Telehandlers are machinery which are meant to operate in rough environment, however, that doesn't mean that they can be driven without any consideration for the environment. These types of machinery have a much greater risk of load loss or tipping over when they are traveling on slopes.
When traveling on a slope, make certain that you move slowly with the machinery while also keeping the load low. Downshift to 4WD and a lower gear, before getting on the slope. Using the engine brake would actually help to control the telehandler's speed. Try not to turn on a slope if possible. If you must make the turn, take it as wide as possible and use extreme caution.
Under any conditions, do not drive across extremely steep slopes. Ascend and descend slopes with the telehandler's heavy end pointing up the incline. Even when there is no load on the forks, the counterweighted rear of the machinery is quite heavy; hence, it could be required to drive backwards up slopes. Once the telehandler is carrying a load, the front of the unit becomes the heavy end, and you would be able to back the machine down the slopes.
On a mixed jobsite, operator training is really essential.

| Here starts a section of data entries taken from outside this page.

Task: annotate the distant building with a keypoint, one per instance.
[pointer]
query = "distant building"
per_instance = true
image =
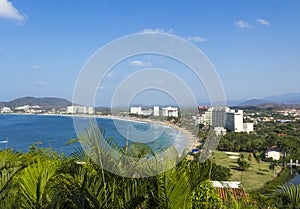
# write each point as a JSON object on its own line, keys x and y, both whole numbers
{"x": 234, "y": 121}
{"x": 71, "y": 109}
{"x": 218, "y": 116}
{"x": 6, "y": 110}
{"x": 90, "y": 110}
{"x": 273, "y": 153}
{"x": 24, "y": 108}
{"x": 214, "y": 116}
{"x": 136, "y": 110}
{"x": 220, "y": 131}
{"x": 248, "y": 127}
{"x": 80, "y": 110}
{"x": 156, "y": 111}
{"x": 170, "y": 112}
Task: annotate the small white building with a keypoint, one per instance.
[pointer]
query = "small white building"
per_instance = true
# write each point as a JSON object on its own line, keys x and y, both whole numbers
{"x": 71, "y": 109}
{"x": 80, "y": 110}
{"x": 156, "y": 111}
{"x": 24, "y": 108}
{"x": 273, "y": 153}
{"x": 170, "y": 112}
{"x": 248, "y": 127}
{"x": 6, "y": 110}
{"x": 234, "y": 121}
{"x": 136, "y": 110}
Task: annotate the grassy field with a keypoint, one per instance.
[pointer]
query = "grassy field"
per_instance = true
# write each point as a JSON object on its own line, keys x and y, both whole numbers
{"x": 253, "y": 178}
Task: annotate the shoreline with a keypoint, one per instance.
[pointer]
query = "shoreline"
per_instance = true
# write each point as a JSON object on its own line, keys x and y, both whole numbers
{"x": 192, "y": 141}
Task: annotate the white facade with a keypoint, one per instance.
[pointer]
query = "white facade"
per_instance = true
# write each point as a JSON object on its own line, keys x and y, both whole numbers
{"x": 24, "y": 107}
{"x": 170, "y": 112}
{"x": 234, "y": 121}
{"x": 80, "y": 110}
{"x": 248, "y": 127}
{"x": 71, "y": 109}
{"x": 136, "y": 110}
{"x": 273, "y": 154}
{"x": 156, "y": 111}
{"x": 6, "y": 110}
{"x": 90, "y": 110}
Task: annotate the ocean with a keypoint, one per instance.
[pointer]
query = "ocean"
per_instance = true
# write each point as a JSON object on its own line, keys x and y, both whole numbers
{"x": 22, "y": 130}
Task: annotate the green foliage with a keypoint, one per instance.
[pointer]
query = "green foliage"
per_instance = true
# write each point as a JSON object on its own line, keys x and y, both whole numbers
{"x": 243, "y": 164}
{"x": 205, "y": 196}
{"x": 42, "y": 179}
{"x": 290, "y": 195}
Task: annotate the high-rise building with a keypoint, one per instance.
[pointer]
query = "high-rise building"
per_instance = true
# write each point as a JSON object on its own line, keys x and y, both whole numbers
{"x": 136, "y": 110}
{"x": 234, "y": 121}
{"x": 170, "y": 111}
{"x": 156, "y": 111}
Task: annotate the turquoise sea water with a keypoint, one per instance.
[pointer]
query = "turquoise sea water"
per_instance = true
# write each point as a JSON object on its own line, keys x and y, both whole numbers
{"x": 54, "y": 131}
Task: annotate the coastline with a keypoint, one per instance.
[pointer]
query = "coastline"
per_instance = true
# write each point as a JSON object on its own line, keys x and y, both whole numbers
{"x": 191, "y": 139}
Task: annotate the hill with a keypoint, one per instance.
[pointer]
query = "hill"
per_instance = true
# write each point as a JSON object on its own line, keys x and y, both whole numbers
{"x": 44, "y": 102}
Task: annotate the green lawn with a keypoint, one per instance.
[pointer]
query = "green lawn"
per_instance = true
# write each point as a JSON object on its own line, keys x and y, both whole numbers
{"x": 255, "y": 177}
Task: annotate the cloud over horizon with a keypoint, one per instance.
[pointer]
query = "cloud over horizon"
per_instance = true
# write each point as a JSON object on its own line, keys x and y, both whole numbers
{"x": 140, "y": 63}
{"x": 8, "y": 11}
{"x": 242, "y": 24}
{"x": 156, "y": 30}
{"x": 196, "y": 39}
{"x": 263, "y": 22}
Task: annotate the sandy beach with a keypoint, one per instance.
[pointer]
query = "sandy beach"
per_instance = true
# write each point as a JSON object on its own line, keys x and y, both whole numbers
{"x": 191, "y": 143}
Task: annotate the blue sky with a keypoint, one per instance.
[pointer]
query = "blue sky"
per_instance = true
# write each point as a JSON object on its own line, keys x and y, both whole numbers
{"x": 254, "y": 45}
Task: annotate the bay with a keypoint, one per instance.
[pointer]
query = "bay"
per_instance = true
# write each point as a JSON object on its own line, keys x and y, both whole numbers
{"x": 23, "y": 130}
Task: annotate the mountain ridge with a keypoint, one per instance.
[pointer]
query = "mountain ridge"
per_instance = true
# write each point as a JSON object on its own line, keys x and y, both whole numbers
{"x": 44, "y": 102}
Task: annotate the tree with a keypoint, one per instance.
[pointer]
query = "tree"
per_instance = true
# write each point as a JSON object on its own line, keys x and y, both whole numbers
{"x": 243, "y": 165}
{"x": 205, "y": 196}
{"x": 290, "y": 194}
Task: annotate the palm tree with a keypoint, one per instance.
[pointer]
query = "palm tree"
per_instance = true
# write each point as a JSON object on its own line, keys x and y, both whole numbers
{"x": 291, "y": 193}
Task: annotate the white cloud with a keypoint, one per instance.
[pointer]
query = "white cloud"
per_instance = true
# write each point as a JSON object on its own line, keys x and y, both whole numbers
{"x": 140, "y": 63}
{"x": 196, "y": 39}
{"x": 156, "y": 30}
{"x": 110, "y": 74}
{"x": 7, "y": 10}
{"x": 263, "y": 22}
{"x": 242, "y": 24}
{"x": 40, "y": 83}
{"x": 36, "y": 67}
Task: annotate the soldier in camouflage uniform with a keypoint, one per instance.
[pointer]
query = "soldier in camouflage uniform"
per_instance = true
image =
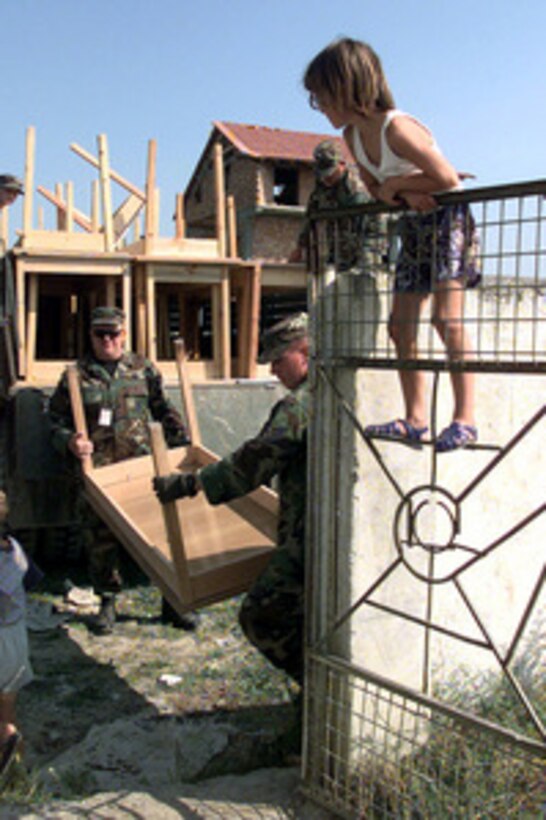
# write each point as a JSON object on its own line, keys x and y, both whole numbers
{"x": 121, "y": 393}
{"x": 354, "y": 243}
{"x": 272, "y": 611}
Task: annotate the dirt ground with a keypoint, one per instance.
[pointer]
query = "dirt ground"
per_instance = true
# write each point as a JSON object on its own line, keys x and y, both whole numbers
{"x": 147, "y": 710}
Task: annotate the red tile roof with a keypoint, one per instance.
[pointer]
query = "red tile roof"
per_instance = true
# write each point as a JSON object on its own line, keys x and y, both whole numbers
{"x": 262, "y": 142}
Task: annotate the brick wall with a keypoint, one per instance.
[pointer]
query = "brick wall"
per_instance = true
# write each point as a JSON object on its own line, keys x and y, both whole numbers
{"x": 251, "y": 183}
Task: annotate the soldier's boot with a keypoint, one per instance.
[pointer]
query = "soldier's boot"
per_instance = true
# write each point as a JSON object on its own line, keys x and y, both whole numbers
{"x": 105, "y": 620}
{"x": 189, "y": 621}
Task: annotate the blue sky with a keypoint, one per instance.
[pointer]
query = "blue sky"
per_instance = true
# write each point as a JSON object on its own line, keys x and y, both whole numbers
{"x": 473, "y": 71}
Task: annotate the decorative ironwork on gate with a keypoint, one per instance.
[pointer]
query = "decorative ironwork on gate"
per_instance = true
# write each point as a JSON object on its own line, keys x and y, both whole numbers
{"x": 438, "y": 556}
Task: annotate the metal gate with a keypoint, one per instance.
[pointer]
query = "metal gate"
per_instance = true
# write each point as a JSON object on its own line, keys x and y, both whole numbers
{"x": 425, "y": 692}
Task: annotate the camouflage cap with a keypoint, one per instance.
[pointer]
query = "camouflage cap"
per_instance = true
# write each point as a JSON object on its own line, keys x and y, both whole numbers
{"x": 280, "y": 336}
{"x": 108, "y": 317}
{"x": 328, "y": 155}
{"x": 10, "y": 183}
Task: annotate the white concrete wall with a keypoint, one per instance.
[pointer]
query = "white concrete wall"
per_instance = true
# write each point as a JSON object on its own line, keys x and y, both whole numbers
{"x": 358, "y": 503}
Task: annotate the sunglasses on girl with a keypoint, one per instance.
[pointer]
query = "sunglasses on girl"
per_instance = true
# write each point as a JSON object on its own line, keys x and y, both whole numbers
{"x": 102, "y": 334}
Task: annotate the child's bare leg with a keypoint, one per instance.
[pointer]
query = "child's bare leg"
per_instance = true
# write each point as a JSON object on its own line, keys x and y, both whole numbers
{"x": 448, "y": 321}
{"x": 403, "y": 329}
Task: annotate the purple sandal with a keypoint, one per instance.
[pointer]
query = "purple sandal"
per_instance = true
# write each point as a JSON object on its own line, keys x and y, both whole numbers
{"x": 390, "y": 431}
{"x": 455, "y": 436}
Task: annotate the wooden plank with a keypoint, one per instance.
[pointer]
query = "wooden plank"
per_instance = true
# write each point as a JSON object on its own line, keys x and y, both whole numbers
{"x": 186, "y": 393}
{"x": 180, "y": 220}
{"x": 79, "y": 218}
{"x": 170, "y": 513}
{"x": 149, "y": 219}
{"x": 81, "y": 152}
{"x": 30, "y": 150}
{"x": 20, "y": 315}
{"x": 232, "y": 225}
{"x": 125, "y": 215}
{"x": 106, "y": 194}
{"x": 32, "y": 322}
{"x": 224, "y": 546}
{"x": 220, "y": 198}
{"x": 78, "y": 412}
{"x": 69, "y": 207}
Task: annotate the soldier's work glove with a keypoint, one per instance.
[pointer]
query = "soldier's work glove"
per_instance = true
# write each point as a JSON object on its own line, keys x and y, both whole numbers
{"x": 173, "y": 486}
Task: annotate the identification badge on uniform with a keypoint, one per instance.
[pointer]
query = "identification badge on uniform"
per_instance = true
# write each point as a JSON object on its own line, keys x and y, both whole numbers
{"x": 105, "y": 417}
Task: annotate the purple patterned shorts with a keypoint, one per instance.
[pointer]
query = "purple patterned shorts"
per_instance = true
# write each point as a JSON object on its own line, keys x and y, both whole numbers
{"x": 435, "y": 247}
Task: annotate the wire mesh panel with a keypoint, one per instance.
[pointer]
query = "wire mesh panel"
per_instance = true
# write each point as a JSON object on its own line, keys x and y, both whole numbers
{"x": 426, "y": 687}
{"x": 499, "y": 238}
{"x": 370, "y": 758}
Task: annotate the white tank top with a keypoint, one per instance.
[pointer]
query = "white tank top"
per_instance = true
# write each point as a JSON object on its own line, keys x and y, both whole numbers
{"x": 390, "y": 164}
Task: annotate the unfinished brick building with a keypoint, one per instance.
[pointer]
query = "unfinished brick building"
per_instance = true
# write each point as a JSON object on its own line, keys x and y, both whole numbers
{"x": 269, "y": 173}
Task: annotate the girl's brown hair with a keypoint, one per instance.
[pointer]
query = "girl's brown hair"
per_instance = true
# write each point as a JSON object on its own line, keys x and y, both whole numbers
{"x": 348, "y": 74}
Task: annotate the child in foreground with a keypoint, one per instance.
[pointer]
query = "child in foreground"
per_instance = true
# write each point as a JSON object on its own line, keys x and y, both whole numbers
{"x": 15, "y": 668}
{"x": 401, "y": 163}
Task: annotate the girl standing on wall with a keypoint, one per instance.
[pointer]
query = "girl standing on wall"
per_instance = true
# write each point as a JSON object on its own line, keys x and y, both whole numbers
{"x": 400, "y": 163}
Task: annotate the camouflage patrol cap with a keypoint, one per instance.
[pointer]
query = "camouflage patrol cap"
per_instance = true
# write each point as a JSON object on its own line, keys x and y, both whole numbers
{"x": 10, "y": 183}
{"x": 280, "y": 336}
{"x": 327, "y": 156}
{"x": 108, "y": 317}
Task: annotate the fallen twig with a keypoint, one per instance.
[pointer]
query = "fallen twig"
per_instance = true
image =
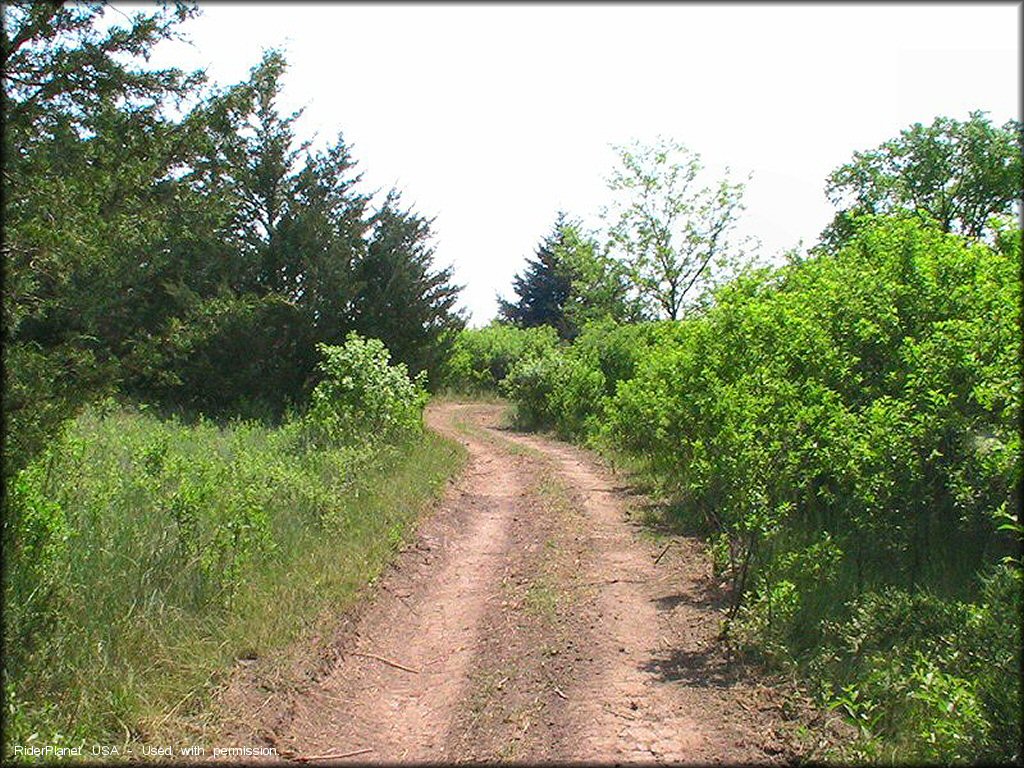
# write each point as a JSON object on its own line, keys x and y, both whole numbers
{"x": 619, "y": 714}
{"x": 334, "y": 756}
{"x": 658, "y": 558}
{"x": 385, "y": 660}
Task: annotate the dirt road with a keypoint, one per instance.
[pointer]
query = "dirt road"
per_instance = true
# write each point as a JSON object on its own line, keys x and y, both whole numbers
{"x": 530, "y": 621}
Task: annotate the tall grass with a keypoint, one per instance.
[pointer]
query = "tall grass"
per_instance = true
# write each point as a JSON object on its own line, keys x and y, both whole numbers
{"x": 143, "y": 556}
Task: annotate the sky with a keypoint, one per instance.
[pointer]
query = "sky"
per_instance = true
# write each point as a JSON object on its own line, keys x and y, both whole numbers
{"x": 492, "y": 118}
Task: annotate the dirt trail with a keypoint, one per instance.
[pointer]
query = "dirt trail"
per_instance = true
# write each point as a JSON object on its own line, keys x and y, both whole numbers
{"x": 529, "y": 621}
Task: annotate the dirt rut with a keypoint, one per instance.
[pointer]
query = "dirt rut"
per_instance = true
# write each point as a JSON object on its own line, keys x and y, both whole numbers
{"x": 529, "y": 621}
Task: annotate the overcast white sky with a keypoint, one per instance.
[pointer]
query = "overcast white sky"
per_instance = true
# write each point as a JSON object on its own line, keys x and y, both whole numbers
{"x": 493, "y": 117}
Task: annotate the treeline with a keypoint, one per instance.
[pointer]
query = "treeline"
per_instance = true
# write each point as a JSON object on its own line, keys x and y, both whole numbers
{"x": 844, "y": 429}
{"x": 216, "y": 355}
{"x": 176, "y": 242}
{"x": 144, "y": 556}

The coordinated steering equipment, along with the rear-pivot equipment often operate on the same jobsite where everyone is permitted to operate all of the machines. In this instance, an individual who is used to utilizing a coordinated steer machine could jump onto a rear-pivot machine. A really key distinction between how these two units work has much to do with which part of the equipment extends outside of the turning radius.